Put simply, a gyroscope is a device that measures rotation. So, by using a gyroscope, you can find out where something is pointing (e.g. an aircraft) or how level it is (e.g. a hovering helicopter, a high-speed train carriage or even a pair of binoculars). This is why gyros are used to help navigate ships, aircraft and even some land vehicles and in systems used for automatically stabilizing things.

To be effective, you need one gyro for each degree of freedom (or ‘axis’) in which the ‘platform’ can move. Aircraft, for example, can move in three dimensions – so need three gyros to cover roll, pitch and yaw.

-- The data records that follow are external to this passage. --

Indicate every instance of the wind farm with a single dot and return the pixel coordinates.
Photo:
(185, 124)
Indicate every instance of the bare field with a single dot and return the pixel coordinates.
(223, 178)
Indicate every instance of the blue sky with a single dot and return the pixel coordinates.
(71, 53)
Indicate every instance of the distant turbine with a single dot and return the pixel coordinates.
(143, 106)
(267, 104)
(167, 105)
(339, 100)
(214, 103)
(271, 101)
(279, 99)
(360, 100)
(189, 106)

Traditional gyroscopes have been around for more than 100 years and work on the ‘spinning mass’ principle. Those of you who had a gyro top as a child, or have played with one of those wrist-strengthening balls will recall that when you spin the rotor, the gyro gets a mind of its own and wants to remain upright? Well it’s the force that the gyro exerts trying to right itself (aka ‘gyro torque’) that can be used to determine how far you have tried to rotate it.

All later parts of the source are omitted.